Behavioral & Leadership Questions
7) Tell me about persuading teams to adopt a new platform.
- Situation: Product teams at Domain resisted Kubernetes/GitOps due to perceived overhead.
- Task: Hit 50% migration in 9 months without slowing delivery.
- Actions: Ran phased onboarding (gateway first, then services, then CI move), set clear targets, hosted bi-weekly office hours, and shipped templated Helm charts plus docs/videos. Measured deploy times and satisfaction to show progress.
- Result: >50% workloads moved in 7 months; MTTR ~15 minutes; developer satisfaction 4.7/5; AWS costs down 18% after decommissioning legacy stacks.
8) Give an example of embedding security/compliance into delivery.
- Situation: illion faced SOC2 gaps from manual reviews and stale AMIs during an EC2→ECS move.
- Task: Automate compliance without slowing teams.
- Actions: Built Packer pipeline for weekly/CVE-driven AMI refresh with Secrets Manager; enforced tfsec/IAM least-privilege in Terraform; integrated CrowdStrike scans in Bitbucket pipelines; improved tests to allow auto-deploy of patched packages.
- Result: SOC2 Type 2 and ISO attained with zero critical findings; security review time dropped from 48h to 15m; 92% runtime vuln reduction per Inspector.
9) Describe a major incident you resolved.
- Situation: Domain experienced a 26-minute outage from an auction-results service looping on HTTP 429s.
- Task: Restore service quickly and prevent recurrence as on-call responder.
- Actions: Parsed ELK logs to identify retry loop; coordinated rollback of the latest change; then wrote a checklist linked to alerts and ensured backoff handling was added to the client.
- Result: Service restored within the SLA window; new runbook/checklist reduced future MTTR and prevented repeat 429 storms.
10) How do you close an Azure knowledge gap quickly?
- Situation: My recent depth is heavier on AWS/Kubernetes/GitOps; this role needs AWS and Azure.
- Task: Reach Azure parity without blocking delivery.

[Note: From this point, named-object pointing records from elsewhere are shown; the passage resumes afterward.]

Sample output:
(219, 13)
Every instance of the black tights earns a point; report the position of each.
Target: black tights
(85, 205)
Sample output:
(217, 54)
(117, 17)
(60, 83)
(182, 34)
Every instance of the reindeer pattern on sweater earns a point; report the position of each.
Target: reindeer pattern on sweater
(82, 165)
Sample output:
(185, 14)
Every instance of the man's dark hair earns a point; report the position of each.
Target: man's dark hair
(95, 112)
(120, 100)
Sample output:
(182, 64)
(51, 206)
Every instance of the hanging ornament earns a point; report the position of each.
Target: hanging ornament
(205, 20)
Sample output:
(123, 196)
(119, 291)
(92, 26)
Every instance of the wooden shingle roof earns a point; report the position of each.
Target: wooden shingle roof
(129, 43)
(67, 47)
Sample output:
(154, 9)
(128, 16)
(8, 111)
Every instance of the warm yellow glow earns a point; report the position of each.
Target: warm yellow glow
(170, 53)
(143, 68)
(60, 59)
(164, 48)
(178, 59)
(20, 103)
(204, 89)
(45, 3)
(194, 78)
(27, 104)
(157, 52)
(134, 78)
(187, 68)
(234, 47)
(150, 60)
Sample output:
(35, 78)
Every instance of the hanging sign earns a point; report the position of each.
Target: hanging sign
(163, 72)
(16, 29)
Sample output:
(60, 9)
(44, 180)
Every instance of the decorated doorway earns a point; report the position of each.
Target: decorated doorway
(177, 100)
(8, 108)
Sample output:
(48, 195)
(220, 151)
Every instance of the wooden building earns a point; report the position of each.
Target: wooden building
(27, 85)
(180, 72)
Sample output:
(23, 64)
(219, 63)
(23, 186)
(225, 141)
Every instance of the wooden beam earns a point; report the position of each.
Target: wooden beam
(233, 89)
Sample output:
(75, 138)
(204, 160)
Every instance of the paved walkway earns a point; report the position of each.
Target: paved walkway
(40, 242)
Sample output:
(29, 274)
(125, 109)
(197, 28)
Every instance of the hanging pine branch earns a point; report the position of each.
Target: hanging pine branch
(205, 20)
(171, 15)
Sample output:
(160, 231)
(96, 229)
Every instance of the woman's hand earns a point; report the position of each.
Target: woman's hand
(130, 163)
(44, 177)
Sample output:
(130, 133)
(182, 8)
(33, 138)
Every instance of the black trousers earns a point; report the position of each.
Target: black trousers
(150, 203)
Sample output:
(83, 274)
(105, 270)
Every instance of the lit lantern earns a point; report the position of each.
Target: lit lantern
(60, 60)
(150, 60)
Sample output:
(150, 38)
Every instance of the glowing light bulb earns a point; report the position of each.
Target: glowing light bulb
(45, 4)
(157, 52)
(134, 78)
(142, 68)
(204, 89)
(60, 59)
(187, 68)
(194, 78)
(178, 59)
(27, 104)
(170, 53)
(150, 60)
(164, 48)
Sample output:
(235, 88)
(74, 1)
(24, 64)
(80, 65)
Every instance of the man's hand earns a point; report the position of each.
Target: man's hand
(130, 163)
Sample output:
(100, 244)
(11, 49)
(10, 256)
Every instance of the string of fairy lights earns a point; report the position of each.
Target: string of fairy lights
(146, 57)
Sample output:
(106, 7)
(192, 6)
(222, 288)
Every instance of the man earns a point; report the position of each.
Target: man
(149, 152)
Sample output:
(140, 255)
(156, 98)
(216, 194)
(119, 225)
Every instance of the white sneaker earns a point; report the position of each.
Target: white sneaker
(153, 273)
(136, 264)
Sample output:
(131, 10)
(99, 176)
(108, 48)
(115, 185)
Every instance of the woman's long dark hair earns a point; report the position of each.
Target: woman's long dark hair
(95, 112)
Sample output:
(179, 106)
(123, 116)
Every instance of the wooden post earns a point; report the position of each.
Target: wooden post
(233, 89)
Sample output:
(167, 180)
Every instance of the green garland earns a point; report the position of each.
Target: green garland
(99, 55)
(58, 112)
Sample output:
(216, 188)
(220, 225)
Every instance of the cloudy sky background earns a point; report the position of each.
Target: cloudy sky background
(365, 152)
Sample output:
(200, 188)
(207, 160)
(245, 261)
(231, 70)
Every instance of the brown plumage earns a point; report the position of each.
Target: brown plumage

- Actions: Time-box deep dives on Azure equivalents (AGIC vs ALB, DNS, identity, secrets); pair with an Azure SME while mapping AWS patterns to Azure; build a lab mirroring prod; start with one pilot service and expand via documented templates; keep stakeholders updated with a 30-60-90 plan.
- Result: Approach mirrors how I adopted new stacks at illion and Domain—paired learning plus small pilots—letting me meet delivery goals while ramping safely.